Functional Genomics of Fire Blight Disease on Apple:

A New Approach to an Old Problem



Dr. Jay Norelli

USDA - Agricultural Research Service

Appalachian Fruit Research Station

Kearneysville, WV



Tuesday, April 17th, at 4:30 – 5:30 p.m.

Main Classroom Building, Rm 3




Sequencing of the human genome has resulted in unprecedented advances in medicine. The power of genomics research is now being applied to agriculture. Using fire blight disease of apple as an example, this seminar will explore how genomics research can allow scientists to elucidate the poorly understood mechanisms responsible for disease resistance in plants and, thereby identify new opportunities for improving natural resistance. Fire blight disease was first reported in 1780 on pear and quince in the Hudson Valley of New York and since the mid-19th century has caused serious economic losses for apple and pear growers. After more than a century of research, a great deal is known about fire blight and its causal agent, Erwinia amylovora, yet the disease remains a serious threat to the fruit industry. Identifying apple genes responsible for resistance to fire blight disease and determining the biological function of those genes will facilitate new methods of marker-assisted selection to efficiently breed and/or genetically engineer superior apple varieties with improved fire blight resistance. This will result in: 1) reduced dependence on synthetic pesticides, 2) increased stability in production levels over time due to enhanced ability to tolerate fire blight, and 3) improved competitiveness of the US fruit industry in the global market due to increased tree fruit productivity and reduced inputs.

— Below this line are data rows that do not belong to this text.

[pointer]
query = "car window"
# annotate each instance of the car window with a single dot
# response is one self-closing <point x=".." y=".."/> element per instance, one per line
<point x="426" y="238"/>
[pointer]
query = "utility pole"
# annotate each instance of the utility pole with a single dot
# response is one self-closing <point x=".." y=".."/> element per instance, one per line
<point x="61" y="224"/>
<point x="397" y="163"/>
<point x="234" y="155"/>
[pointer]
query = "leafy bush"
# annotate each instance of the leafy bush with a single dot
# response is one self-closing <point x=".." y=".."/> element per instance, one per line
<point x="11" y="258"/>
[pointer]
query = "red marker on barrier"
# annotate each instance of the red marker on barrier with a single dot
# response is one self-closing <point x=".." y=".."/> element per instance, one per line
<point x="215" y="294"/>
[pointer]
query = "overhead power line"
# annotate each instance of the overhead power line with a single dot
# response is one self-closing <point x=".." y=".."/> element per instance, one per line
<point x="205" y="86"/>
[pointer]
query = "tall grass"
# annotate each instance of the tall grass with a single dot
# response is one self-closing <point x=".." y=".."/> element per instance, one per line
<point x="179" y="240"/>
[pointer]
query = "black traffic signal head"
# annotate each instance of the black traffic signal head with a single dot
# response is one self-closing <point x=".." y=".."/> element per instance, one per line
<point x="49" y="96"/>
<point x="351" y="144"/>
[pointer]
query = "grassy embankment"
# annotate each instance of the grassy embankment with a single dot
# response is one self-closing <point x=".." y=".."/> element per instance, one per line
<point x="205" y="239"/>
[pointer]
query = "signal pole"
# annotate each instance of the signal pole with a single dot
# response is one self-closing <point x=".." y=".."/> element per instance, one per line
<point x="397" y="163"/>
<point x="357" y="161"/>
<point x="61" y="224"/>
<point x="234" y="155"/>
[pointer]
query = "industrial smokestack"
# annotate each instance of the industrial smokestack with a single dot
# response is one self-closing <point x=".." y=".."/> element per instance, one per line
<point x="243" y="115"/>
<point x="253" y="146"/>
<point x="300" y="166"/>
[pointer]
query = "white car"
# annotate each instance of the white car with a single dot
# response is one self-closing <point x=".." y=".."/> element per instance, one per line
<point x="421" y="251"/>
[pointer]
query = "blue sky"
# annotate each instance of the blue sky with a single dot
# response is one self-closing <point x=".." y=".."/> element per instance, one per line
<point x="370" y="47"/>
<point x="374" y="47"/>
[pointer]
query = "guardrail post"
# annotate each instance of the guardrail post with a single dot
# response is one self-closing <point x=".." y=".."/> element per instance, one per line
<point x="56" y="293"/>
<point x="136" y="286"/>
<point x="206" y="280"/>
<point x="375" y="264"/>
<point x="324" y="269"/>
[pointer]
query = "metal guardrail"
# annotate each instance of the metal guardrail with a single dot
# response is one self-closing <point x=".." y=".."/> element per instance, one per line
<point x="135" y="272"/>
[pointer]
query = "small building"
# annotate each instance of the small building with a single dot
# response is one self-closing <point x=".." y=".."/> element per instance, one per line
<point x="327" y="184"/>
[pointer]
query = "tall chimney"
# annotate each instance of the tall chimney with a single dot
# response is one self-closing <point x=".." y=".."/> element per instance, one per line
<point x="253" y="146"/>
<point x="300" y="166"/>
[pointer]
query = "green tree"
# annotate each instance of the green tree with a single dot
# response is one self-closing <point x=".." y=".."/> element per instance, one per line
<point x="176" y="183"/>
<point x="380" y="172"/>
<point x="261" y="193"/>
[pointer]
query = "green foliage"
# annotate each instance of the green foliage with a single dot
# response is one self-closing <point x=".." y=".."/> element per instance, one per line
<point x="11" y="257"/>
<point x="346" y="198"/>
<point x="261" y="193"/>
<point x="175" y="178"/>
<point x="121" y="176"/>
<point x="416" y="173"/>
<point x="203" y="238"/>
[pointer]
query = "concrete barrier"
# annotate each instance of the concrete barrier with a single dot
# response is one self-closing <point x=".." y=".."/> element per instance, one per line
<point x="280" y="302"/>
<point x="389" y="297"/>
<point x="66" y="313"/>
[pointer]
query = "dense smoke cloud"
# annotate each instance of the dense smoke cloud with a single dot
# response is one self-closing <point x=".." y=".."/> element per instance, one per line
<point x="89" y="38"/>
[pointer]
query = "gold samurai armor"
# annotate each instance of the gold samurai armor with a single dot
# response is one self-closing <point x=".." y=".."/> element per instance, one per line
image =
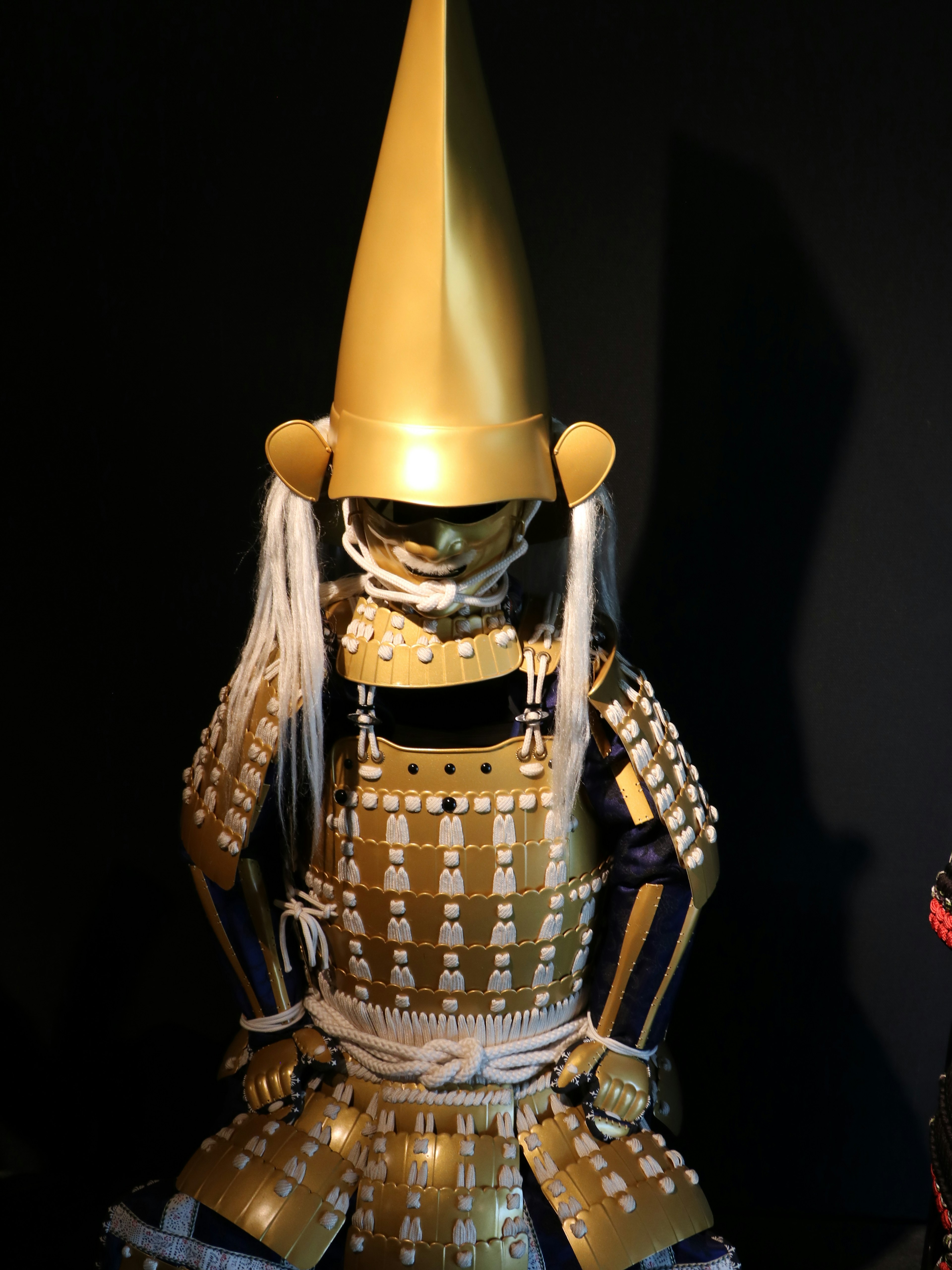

Dr. Jay Norelli is a plant pathologist with the US Department of Agriculture’s Agricultural Research Service (USDA-ARS) at the Appalachian Fruit Research Station in Kearneysville, WV.  He studied plant pathology at Cornell University and the University of California, Berkeley where he received Bachelor and Master Degrees of Science, and a Doctorate of Philosophy. Prior to becoming a research scientist at the USDA-ARS, he worked for several years as a Research Associate at Cornell University’s Agricultural Research Station in Geneva, NY. The long-term goal of his research in plant-microbe interactions is to develop new strategies for managing plant diseases based upon the use of host resistance.